Mass on Sunday offered a very striking opening prayer. Through the words of the priest, we asked our loving and merciful God to "look graciously on this confession of our lowliness, that we, who are bowed down by our conscience, may always be lifted up by your mercy."
We seek mercy from God, who we know is always ready to grant it in love to the contrite heart. Yet the prayer of the mass makes clear it is our conscience that awakens us to our need for forgiveness. Hmmm. How are we doing with "conscience"? Do we understand what it is? Do we examine our conscience?
These are not idle questions. It seems to me that obedience to conscience - correctly understood - is indispensable to healing the vast array of societal ills that best us, because so many spring from inattentiveness to conscience's demands. Indeed, the fact that our Supreme Court can make legally permissible a moral wrong - physician assisted suicide and euthanasia; the fact that the abortion of thousands of children is presented by many as a societal good; the fact that there exists what Pope Francis has labelled a "globalization of indifference" to the sorry plight of millions living in dire poverty; all these and more point to a widespread darkening and, indeed, silencing of conscience. Would that we were "bowed down by our conscience"! Instead, we are paying it little, if any, attention.

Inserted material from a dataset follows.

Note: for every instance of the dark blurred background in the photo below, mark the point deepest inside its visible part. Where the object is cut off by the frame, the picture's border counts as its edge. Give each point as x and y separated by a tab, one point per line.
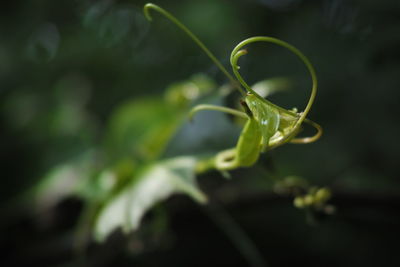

Conscience is not a matter of subjective feeling, of doing what I feel is right. Such an erroneous approach to conscience simply becomes a justification for doing what I want. Rather, conscience is the capacity within the human heart to discern the good that must be done, whether I "feel like" doing it or not. Conscience unveils an imperative, which arises from obedience to an objective moral standard. The standard is the Word of God, faithfully transmitted to us by the teaching of the Church.
That opening prayer of the mass on Sunday suggests a petition we would all do well to offer God daily, namely, that He awaken our consciences, and that there be a great awakening of conscience throughout our land. When we allow God to guide by his grace our examination of conscience, then we become aware of our need for his mercy. Careful attentiveness to conscience gives rise to a "blessed alarm" (cf. Karl Rahner), or what the Church calls a "salutary shock", as we become aware of how far we have fallen from what God's Word demands of us." It is, indeed, "blessed" and "salutary", because, even though it bows us down and humbles us, it opens our hearts to the gift of mercy, which, when received, grants incomparable peace and real hope.